Update: George Pell has now had his conviction quashed by the High Court of Australia.
Catholic cardinal George Pell has been sentenced to 6 years in prison for sexually abusing two choirboys at St Patrick’s Cathedral in Melbourne between 1996 and 1997.
On one count of sexually penetrating a child under the age of 16, Chief Judge Peter Kidd today sentenced Pell to 4 years in jail. On four counts of committing an indecent act with or in the presence of a child, he was sentenced to two terms of two years and six months, one term of 15 months, and one term of 18 months.
Portions of each sentence are to be served concurrently with the sentence for sexual penetration, meaning Pell will serve six years in jail. He will have a non-parole period of three years and eight months.
In televised remarks from a packed courtroom at the County Court of Victoria, Kidd said Pell’s first incident of offending against the boys, in which a jury found he forced one of the 13-year-old boys to put their mouth on his penis, constituted a “brazen and forcible sexual attack”.
Kidd said the second act of offending, in which a jury found he groped one of the boys weeks in a corridor of the cathedral weeks after the first attack, was perpetrated with “physical aggression and venom”.
He further ruled Pell’s offences were the actions of a “fully functioning, competent, lucid, and intelligent man,” discounting the defence’s argument that no person in their right mind would commit the abuses he was charged with.

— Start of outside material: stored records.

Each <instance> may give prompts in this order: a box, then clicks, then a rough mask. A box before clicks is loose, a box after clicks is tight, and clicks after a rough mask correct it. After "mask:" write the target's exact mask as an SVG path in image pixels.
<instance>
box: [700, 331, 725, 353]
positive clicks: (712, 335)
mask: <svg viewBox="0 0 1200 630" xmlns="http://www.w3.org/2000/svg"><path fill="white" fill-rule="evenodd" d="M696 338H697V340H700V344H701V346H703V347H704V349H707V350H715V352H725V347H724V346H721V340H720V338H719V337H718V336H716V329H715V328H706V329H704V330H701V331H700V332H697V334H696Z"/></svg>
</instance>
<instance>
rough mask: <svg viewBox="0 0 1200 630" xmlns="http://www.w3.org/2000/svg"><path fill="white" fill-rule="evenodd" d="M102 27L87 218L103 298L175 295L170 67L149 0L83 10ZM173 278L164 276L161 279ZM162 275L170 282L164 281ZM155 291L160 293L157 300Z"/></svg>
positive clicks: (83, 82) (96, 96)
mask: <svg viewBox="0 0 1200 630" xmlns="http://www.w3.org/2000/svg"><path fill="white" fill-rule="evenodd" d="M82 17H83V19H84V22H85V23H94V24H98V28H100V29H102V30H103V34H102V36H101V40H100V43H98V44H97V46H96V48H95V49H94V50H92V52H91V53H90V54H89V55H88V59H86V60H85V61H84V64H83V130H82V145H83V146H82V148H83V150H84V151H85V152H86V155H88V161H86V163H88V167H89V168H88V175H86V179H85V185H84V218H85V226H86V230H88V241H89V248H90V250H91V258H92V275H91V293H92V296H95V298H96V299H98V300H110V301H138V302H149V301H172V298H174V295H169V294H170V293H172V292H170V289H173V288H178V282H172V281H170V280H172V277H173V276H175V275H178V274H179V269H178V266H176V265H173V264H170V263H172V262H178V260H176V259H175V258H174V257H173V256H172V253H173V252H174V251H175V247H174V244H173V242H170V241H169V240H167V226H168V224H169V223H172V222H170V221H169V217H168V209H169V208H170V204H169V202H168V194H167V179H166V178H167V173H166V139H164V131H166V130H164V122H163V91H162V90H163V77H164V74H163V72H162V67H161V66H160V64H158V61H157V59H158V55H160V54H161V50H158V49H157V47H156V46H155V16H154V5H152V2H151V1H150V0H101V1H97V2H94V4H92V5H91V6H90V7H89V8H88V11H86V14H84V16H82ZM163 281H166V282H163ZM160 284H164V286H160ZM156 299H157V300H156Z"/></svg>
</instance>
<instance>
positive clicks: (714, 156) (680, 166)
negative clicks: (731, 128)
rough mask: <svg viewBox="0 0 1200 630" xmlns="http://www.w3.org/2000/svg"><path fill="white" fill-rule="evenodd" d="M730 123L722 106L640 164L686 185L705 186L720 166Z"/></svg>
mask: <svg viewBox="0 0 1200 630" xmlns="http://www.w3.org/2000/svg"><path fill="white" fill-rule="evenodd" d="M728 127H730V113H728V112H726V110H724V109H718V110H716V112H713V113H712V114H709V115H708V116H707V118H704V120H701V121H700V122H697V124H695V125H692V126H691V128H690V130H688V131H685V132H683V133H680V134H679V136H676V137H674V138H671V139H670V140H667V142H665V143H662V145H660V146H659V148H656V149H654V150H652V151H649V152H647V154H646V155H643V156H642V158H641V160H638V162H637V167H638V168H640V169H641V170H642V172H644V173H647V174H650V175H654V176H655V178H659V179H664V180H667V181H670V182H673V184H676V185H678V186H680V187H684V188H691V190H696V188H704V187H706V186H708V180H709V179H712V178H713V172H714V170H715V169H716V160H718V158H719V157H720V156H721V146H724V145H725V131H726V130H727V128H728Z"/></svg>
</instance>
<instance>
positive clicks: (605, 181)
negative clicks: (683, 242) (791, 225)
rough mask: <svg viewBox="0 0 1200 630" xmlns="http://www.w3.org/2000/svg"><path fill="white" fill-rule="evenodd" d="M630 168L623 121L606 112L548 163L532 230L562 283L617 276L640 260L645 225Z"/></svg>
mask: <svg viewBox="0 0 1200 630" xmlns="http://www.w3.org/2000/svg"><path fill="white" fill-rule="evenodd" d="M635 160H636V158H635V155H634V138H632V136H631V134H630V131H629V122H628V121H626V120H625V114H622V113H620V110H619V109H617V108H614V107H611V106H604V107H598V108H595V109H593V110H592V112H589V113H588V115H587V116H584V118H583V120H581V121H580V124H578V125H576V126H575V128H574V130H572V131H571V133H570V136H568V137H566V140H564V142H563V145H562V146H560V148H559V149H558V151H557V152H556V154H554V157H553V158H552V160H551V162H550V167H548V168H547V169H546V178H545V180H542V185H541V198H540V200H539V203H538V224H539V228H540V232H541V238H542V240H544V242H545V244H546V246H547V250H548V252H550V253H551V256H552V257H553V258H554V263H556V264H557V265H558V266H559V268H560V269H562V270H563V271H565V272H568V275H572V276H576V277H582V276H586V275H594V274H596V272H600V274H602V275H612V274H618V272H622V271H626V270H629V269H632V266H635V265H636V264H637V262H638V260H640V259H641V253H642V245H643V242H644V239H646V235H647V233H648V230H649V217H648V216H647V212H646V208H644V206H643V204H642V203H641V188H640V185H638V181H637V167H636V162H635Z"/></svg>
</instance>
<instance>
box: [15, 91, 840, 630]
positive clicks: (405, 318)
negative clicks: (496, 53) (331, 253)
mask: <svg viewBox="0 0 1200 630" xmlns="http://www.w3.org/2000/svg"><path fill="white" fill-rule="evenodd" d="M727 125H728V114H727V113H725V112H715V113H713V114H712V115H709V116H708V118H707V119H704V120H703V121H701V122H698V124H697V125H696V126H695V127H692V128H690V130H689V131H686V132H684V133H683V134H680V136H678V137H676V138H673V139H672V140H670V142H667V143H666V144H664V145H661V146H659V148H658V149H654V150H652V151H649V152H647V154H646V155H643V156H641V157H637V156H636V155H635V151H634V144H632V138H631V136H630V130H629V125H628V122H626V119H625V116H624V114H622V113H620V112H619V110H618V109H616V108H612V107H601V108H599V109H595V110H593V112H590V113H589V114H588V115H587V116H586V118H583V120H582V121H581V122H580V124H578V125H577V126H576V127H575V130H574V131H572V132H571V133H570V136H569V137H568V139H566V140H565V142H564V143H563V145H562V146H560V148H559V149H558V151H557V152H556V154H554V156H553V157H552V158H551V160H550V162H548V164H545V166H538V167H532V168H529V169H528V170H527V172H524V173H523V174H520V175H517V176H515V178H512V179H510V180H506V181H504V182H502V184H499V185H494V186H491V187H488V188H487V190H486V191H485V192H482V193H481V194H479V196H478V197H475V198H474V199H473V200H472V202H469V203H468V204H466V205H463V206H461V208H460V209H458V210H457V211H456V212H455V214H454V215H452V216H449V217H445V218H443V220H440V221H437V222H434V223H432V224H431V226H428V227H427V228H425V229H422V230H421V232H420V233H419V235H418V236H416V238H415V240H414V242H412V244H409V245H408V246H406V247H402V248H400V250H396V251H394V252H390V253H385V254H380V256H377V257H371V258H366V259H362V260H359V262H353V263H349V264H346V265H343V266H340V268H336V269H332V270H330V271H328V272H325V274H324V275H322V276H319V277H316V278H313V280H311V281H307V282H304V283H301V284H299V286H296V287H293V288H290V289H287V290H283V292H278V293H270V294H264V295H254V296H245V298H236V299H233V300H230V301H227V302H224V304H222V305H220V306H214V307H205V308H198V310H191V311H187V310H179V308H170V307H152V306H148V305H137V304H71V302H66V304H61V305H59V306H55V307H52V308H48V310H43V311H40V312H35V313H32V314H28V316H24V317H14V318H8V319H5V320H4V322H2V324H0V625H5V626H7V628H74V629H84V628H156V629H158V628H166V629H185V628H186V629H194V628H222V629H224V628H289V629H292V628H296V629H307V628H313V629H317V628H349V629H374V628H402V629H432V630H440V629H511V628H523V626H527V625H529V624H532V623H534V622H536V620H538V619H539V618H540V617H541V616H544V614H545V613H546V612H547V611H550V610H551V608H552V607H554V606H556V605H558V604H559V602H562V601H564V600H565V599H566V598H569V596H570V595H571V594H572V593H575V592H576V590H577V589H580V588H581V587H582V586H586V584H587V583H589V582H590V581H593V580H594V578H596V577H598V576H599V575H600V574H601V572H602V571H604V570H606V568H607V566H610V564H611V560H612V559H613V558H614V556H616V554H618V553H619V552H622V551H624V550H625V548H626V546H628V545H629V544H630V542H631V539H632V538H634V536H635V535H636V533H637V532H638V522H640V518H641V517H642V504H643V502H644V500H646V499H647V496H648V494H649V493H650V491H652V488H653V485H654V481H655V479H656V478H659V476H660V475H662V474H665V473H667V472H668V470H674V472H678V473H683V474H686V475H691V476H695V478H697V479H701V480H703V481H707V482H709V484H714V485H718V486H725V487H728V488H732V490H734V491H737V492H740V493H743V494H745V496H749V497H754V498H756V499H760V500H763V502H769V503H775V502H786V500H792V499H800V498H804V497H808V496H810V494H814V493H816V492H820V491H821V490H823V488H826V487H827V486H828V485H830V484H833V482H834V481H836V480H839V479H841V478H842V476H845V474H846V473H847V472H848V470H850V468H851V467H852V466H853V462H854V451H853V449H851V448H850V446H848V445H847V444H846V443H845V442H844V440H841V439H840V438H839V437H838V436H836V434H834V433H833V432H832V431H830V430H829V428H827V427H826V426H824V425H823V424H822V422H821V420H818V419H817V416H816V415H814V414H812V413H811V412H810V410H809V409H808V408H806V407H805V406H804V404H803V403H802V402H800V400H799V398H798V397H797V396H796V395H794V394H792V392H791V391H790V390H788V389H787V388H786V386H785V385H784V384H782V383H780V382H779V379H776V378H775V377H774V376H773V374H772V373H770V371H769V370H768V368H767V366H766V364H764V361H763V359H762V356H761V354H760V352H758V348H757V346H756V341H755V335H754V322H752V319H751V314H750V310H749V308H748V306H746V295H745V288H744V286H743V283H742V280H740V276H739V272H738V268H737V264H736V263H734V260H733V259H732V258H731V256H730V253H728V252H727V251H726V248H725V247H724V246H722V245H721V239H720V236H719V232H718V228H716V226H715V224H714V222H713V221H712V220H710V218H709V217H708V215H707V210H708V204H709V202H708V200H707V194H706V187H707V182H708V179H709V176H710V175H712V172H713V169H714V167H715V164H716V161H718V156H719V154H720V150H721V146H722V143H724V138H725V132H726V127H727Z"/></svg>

Kidd admonished Pell for exploiting the boys’ trust in him as a church official, saying “the brazenness of your conduct is indicative of your sense of power and authority” over the victims.
However, Kidd remarked that his sentence reflected Pell’s clean criminal record, his advanced age, his health, and the “heavy reality” that he may spend the final days of his life behind bars.
In December, Pell was found guilty on one count of sexually penetrating a child under the age of 16, and on four counts committing an indecent act with or in the presence of a child. Each charge came with a maximum applicable penalty of ten years behind bars.
Pell had been remanded at the maximum-security Melbourne Assessment Prison after his conviction was made public last month.
News of his conviction had been under a suppression order, which was lifted when a planned second trial on separate matters was dropped.
Pell maintains his innocence and will appeal the conviction. That hearing is scheduled for June.
Pell, who rose from a priest in regional Victoria to serve as treasurer of the Vatican, is the highest-ranking Catholic worldwide to be convicted of child sex abuse.